First, we will create a semaphore object called xSemaphore with the type SemaphoreHandle_t. This semaphore handle can be used to create any type of semaphore. In the setup() function, we will set this semaphore handle as a binary semaphore with the help of xSemaphoreCreateBinary(). After that, we will create two tasks called task1 and task2. We are pinning both tasks to core 0 but it doesn’t matter. The default loop() simply binks our LED and does nothing else. Since it is a separate task, other parts of our code have no effects on it.

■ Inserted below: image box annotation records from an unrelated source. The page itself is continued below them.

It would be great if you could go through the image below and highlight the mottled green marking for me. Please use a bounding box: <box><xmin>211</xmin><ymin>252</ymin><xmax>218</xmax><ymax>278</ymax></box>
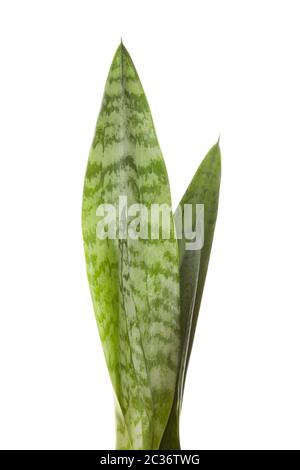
<box><xmin>160</xmin><ymin>143</ymin><xmax>221</xmax><ymax>449</ymax></box>
<box><xmin>82</xmin><ymin>44</ymin><xmax>180</xmax><ymax>449</ymax></box>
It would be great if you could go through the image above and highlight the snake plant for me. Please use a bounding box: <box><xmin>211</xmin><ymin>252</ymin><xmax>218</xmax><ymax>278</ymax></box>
<box><xmin>82</xmin><ymin>43</ymin><xmax>221</xmax><ymax>450</ymax></box>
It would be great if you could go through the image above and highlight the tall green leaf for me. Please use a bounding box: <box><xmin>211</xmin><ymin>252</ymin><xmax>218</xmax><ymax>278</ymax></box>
<box><xmin>161</xmin><ymin>143</ymin><xmax>221</xmax><ymax>449</ymax></box>
<box><xmin>82</xmin><ymin>44</ymin><xmax>180</xmax><ymax>449</ymax></box>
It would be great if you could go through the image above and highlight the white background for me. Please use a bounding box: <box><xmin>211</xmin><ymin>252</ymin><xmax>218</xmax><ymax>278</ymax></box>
<box><xmin>0</xmin><ymin>0</ymin><xmax>300</xmax><ymax>449</ymax></box>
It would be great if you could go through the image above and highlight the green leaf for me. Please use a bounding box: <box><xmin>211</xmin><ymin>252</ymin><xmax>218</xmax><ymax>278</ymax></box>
<box><xmin>82</xmin><ymin>44</ymin><xmax>180</xmax><ymax>449</ymax></box>
<box><xmin>160</xmin><ymin>143</ymin><xmax>221</xmax><ymax>449</ymax></box>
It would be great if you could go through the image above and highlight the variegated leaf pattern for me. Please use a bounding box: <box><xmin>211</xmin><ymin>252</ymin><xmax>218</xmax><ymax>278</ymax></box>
<box><xmin>161</xmin><ymin>142</ymin><xmax>221</xmax><ymax>449</ymax></box>
<box><xmin>82</xmin><ymin>44</ymin><xmax>180</xmax><ymax>449</ymax></box>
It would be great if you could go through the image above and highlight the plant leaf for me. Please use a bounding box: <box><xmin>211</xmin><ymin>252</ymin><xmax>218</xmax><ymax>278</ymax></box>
<box><xmin>82</xmin><ymin>44</ymin><xmax>180</xmax><ymax>449</ymax></box>
<box><xmin>160</xmin><ymin>143</ymin><xmax>221</xmax><ymax>449</ymax></box>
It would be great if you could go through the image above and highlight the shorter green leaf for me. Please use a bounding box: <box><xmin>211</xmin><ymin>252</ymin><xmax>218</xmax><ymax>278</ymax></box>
<box><xmin>160</xmin><ymin>142</ymin><xmax>221</xmax><ymax>449</ymax></box>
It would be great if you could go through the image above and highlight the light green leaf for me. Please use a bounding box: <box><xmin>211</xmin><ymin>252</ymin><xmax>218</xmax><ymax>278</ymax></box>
<box><xmin>82</xmin><ymin>44</ymin><xmax>180</xmax><ymax>449</ymax></box>
<box><xmin>161</xmin><ymin>143</ymin><xmax>221</xmax><ymax>449</ymax></box>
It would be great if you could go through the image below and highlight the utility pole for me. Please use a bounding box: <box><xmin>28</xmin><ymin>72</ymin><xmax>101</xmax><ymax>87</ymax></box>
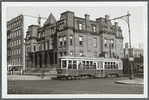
<box><xmin>109</xmin><ymin>11</ymin><xmax>134</xmax><ymax>79</ymax></box>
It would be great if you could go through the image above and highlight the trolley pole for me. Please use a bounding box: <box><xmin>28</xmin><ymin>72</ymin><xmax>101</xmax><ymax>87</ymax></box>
<box><xmin>109</xmin><ymin>12</ymin><xmax>134</xmax><ymax>79</ymax></box>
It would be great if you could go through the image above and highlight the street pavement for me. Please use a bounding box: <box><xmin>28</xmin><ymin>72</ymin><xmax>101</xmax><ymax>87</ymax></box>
<box><xmin>7</xmin><ymin>75</ymin><xmax>144</xmax><ymax>85</ymax></box>
<box><xmin>8</xmin><ymin>75</ymin><xmax>144</xmax><ymax>94</ymax></box>
<box><xmin>7</xmin><ymin>75</ymin><xmax>51</xmax><ymax>80</ymax></box>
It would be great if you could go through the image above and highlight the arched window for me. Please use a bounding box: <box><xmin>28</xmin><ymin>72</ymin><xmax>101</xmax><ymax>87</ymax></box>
<box><xmin>34</xmin><ymin>43</ymin><xmax>36</xmax><ymax>51</ymax></box>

We are using task1 to release or give the semaphore which signals any listening task that the semaphore is available. task1 will repeat this operation every second. The function used to release a semaphore is xSemaphoreGive(). We have to pass our semaphore xSemaphore to that function to release it. The function will set the semaphore to some value representing the released state (this can true for example).

task2 is a separate task running parallel to task1. task2 will check if the semaphore xSemaphore is available using the xSemaphoreTake() function. We need to pass two arguments to this function; the semaphore handle to check and the timeout (as tick count) for the operation. If the semaphore is not acquired within the timeout, the function will return false. This will skip the first if block and print a “Binary Semaphore not acquired” message. If the semaphore gets acquired within the timeout, the message “Binary Semaphore acquired” will be printed along with the timestamp.

xTaskGetTickCount() returns the tick count (a counter value that represents the clock signal count used by the processor). portTICK_PERIOD_MS is a macro that allows specifying time in milliseconds in tick count format. Since we are only releasing the semaphore every second, task2 will only acquire it every second and fail to acquire it in every other case. Try executing the program and you will see the result shown below.

How-to-Write-Parallel-Multitasking-Applications-for-ESP32-with-FreeRTOS-and-Arduino-ESP32-Binary-Semaphore-Example-CIRCUITSTATE-Electronics-01
ESP32 Binary Semaphore example

We can see that task2 fails to acquire the semaphore four times before it acquires it the fifth time. The most important thing difference you need to understand is that the binary semaphore we used did not lock any resources from other tasks. Instead, task1 was only signaling task2 that a semaphore was available. That’s the difference between a binary semaphore and a mutex.

Counting Semaphore

Now let’s write an Arduino sketch to demonstrate a counting semaphore on ESP32. Try uploading the following code.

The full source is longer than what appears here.